Having said this, suppose that we have an open set $U\subset X$. Whatever ring $R_U$ we associate to $U$, we want its vanishing sets to be closed sets of $U$. We should also have a restriction map $\DeclareMathOperator{\res}{res}\res_{X,U}\colon R\to R_U$ to tell us how to restrict ''functions'' on $X$ to ''functions'' on $U$. This map should be a ring homomorphism if we have any sense of decency (plus its inverse has to map the ideal of $R_U$ vanishing at $S\subset U$ to the ideal of $R$ vanishing at $S\subset X$). Furthermore, given the above convention, if $f\in R$ does not vanish on any points of $U$, then it should get sent to a unit. Hence, $R_U$ will necessarily admit a homomorphism from the localization $S^{-1}R$ where $S=\{f\in R\colon f(x)\neq0(x)\forall x\in U\}$. Thus, we can define what I call the ''structure presheaf'' $\mathscr F_X$ by $\mathscr F_X(U)=S^{-1}R$ for $S=\{f\in R\colon f(x)\neq0\forall x\in U\}$, and setting $\res_{U,V}$, the restriction map from functions on $U$ to functions on $V$, to be localization of $R_U$ at $S=\{f\in R_U\colon f(x)\neq0\forall x\in V\}$.
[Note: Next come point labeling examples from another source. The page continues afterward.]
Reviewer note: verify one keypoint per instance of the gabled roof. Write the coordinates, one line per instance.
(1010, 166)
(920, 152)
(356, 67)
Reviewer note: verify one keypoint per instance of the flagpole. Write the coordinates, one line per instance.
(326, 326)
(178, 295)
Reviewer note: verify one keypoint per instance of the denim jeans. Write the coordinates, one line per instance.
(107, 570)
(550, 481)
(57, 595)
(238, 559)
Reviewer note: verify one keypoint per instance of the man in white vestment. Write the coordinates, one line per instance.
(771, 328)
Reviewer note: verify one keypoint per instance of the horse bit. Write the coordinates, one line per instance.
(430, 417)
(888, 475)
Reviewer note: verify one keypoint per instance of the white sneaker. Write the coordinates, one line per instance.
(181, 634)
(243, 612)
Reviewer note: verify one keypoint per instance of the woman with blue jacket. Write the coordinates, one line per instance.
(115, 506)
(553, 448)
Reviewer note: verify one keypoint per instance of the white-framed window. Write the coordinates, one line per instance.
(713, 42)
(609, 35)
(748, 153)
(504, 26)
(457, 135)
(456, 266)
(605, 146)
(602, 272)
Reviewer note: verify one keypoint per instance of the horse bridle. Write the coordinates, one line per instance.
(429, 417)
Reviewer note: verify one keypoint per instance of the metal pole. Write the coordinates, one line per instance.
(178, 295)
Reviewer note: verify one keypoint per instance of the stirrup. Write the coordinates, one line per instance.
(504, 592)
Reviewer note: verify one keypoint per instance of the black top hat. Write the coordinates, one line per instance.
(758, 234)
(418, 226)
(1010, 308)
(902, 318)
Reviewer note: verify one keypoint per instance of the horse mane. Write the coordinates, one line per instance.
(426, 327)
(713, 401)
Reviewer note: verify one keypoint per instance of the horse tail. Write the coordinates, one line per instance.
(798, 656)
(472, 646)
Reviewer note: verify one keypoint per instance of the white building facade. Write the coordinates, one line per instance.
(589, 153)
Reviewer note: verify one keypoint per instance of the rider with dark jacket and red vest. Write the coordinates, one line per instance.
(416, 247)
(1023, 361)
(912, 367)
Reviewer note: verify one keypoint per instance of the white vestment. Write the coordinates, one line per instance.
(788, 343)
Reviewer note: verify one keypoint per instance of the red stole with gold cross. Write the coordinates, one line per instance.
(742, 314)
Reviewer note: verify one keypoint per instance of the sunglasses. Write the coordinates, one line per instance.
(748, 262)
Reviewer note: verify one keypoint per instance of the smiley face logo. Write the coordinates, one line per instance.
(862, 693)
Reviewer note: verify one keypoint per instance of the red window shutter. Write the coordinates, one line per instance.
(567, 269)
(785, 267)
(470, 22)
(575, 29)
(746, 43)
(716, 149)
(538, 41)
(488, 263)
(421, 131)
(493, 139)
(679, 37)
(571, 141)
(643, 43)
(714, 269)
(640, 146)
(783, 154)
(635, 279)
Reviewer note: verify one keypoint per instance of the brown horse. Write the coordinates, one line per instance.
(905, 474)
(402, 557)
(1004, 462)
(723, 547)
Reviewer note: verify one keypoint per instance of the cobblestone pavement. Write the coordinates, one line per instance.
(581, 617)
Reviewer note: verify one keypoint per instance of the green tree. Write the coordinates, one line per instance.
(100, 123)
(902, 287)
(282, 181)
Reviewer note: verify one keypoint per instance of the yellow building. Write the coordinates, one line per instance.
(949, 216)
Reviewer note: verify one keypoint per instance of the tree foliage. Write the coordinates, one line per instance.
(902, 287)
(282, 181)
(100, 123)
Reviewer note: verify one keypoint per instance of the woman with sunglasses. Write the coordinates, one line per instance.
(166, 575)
A key property of this presheaf is that its stalks are local rings and that they encode vanishing. In particular, since $f$ vanishes at a point $x$ if and only if $f\in\ker x$, then it is not hard to see that the stalk $\mathscr F_{X,x}$ at $x$ is the localization of $R=\mathscr F(X)$ at the prime ideal $\ker x$, and hence that $f$ vanishes at a point $x$ if and only if $x$ is a non-unit in the stalk $\mathscr F_{X,x}$. Consequently, the sheaffification $\mathscr O_X$ of $\mathscr F_X$ is precisely what I call the ''structure sheaf'' of $X$ (remember that $X$ is a multiset of prime ideals, not all prime ideals which is the usual context for the structure sheaf). This sheaf is quite elusive, but has the property that $(X,\mathscr O_X)$ is a locally ringed space (stalks are local rings), and that vanishing sets can be extracted from the stalks $\mathscr O_{X,x}$ by saying that $f\in\mathscr O_X(U)$ vanishes at a point $x$ if $f$ localizes to a non-unit at $\mathscr O_{X,x}$. Hence the study of vanishing sets becomes a special case of the study of locally ringed spaces!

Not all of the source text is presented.